Он хотел понять: с чего наметился хоть какой-то перелом? Не с «Плазмы», она только для одного Грэга; не с Иркиных вздыхательных чувств, эти чувства только для нее самой; не с маленькой леденцовской победы у Мочина, замыкавшейся опять-таки на Грэге с Иркой… Дело пошло с Валентины: ее беда зацепила всех. Когда ребята увидели почти свою ровесницу, брошенную, плачущую, с ребенком, без денег, в общежитской комнате…
Леденцов сел, поднятый голубиным шорохом за окном. Он посмотрел время: три часа десять минут. Нет, его поднял не голубь, а ясная мысль, которая пронзает только ночами. Он спустил ноги, нащупал ими тапки и подошел к окну, за которым была крутая тьма.
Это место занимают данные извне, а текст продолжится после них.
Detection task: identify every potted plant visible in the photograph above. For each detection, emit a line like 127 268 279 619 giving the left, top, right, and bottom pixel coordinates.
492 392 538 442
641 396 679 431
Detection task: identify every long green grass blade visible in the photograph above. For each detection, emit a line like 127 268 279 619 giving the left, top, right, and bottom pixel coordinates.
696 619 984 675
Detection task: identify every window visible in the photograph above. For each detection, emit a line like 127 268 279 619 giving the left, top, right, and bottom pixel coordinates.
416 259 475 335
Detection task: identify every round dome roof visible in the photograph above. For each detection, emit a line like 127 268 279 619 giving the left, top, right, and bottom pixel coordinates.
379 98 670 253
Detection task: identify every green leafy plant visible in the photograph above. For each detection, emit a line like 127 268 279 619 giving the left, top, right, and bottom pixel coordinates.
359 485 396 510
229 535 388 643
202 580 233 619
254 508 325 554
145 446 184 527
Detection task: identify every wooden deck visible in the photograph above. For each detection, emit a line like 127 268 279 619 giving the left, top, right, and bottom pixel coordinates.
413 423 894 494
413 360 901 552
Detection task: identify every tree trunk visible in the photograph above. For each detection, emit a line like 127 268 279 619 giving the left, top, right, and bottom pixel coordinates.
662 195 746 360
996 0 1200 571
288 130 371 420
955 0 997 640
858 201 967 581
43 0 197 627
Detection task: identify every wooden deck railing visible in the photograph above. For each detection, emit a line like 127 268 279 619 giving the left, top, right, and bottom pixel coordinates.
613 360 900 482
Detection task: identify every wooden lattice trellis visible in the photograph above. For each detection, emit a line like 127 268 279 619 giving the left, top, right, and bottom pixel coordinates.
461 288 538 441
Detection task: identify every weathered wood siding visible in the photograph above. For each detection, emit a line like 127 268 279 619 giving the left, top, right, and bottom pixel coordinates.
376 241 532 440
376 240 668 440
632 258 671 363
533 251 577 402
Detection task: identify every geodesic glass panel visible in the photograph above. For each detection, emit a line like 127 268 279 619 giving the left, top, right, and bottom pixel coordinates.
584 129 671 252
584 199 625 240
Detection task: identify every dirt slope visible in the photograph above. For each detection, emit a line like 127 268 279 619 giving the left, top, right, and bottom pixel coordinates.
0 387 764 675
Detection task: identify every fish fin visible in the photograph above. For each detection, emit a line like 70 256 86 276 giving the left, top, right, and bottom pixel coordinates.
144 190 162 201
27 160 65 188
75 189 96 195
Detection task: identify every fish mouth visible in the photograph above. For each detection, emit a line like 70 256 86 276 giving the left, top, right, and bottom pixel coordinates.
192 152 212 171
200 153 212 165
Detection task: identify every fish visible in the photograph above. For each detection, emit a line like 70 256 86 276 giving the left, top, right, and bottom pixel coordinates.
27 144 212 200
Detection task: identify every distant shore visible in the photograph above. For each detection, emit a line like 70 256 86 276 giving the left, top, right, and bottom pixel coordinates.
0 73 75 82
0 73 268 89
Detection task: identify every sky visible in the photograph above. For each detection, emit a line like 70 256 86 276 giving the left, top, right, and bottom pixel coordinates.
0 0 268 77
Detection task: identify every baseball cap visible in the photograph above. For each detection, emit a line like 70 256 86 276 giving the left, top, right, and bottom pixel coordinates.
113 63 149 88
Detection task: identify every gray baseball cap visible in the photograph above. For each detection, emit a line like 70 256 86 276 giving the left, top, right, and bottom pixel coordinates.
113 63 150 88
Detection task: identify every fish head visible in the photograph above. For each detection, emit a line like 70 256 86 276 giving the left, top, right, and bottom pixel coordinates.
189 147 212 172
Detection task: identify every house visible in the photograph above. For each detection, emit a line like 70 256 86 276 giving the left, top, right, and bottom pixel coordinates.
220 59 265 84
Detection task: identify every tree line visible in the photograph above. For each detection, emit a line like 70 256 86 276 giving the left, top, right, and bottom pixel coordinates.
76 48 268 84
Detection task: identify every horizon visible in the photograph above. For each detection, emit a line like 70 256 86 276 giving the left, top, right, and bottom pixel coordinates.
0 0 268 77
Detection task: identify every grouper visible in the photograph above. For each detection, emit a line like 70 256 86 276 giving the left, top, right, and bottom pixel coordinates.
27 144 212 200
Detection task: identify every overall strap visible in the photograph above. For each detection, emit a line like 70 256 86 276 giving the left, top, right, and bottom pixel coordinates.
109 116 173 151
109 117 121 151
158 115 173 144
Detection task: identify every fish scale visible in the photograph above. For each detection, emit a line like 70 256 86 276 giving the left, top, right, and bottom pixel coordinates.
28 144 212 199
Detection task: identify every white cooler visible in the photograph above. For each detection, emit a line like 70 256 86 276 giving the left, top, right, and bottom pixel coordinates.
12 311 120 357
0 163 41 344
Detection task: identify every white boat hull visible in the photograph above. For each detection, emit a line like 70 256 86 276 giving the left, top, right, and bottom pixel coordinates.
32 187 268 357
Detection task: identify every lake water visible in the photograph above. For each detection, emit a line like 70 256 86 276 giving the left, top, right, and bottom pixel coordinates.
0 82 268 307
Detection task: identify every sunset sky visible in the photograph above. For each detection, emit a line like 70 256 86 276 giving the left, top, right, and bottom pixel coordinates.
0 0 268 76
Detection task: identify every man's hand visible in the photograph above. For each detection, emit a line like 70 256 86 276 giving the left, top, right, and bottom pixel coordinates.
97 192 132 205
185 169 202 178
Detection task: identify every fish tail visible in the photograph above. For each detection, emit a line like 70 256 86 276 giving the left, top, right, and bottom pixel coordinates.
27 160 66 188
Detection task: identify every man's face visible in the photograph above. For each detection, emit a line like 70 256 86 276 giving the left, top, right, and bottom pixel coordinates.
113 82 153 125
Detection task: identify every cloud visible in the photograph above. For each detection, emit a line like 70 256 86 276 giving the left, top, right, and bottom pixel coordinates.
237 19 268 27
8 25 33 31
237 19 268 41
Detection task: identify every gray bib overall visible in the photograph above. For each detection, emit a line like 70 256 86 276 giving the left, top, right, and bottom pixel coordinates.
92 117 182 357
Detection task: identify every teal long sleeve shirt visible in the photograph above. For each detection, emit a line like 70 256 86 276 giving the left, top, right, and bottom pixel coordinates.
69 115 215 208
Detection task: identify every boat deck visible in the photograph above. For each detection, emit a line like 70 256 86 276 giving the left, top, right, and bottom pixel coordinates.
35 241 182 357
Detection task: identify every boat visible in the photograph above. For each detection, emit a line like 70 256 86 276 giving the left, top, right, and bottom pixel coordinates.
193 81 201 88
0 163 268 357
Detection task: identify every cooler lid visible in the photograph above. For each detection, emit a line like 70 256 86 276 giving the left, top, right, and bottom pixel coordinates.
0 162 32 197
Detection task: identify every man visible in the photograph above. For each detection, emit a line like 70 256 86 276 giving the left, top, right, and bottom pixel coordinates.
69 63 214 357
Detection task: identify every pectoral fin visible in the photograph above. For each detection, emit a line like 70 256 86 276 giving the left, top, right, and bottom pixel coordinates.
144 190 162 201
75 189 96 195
Ему казалось, что мысль, сперва поскребясь голубем, шмыгнула в форточку оттуда, с подлунных и подзвездных просторов.
Леденцов вдруг узнал, чем встряхнуть шатровых; знал, как их переделать. Да что там шатровых! Этой ночью ему открылась воспитательная тайна, пригодная для всех непутевых подростков. И дрожавшая внутри струна натянулась еще туже, готовая лопнуть…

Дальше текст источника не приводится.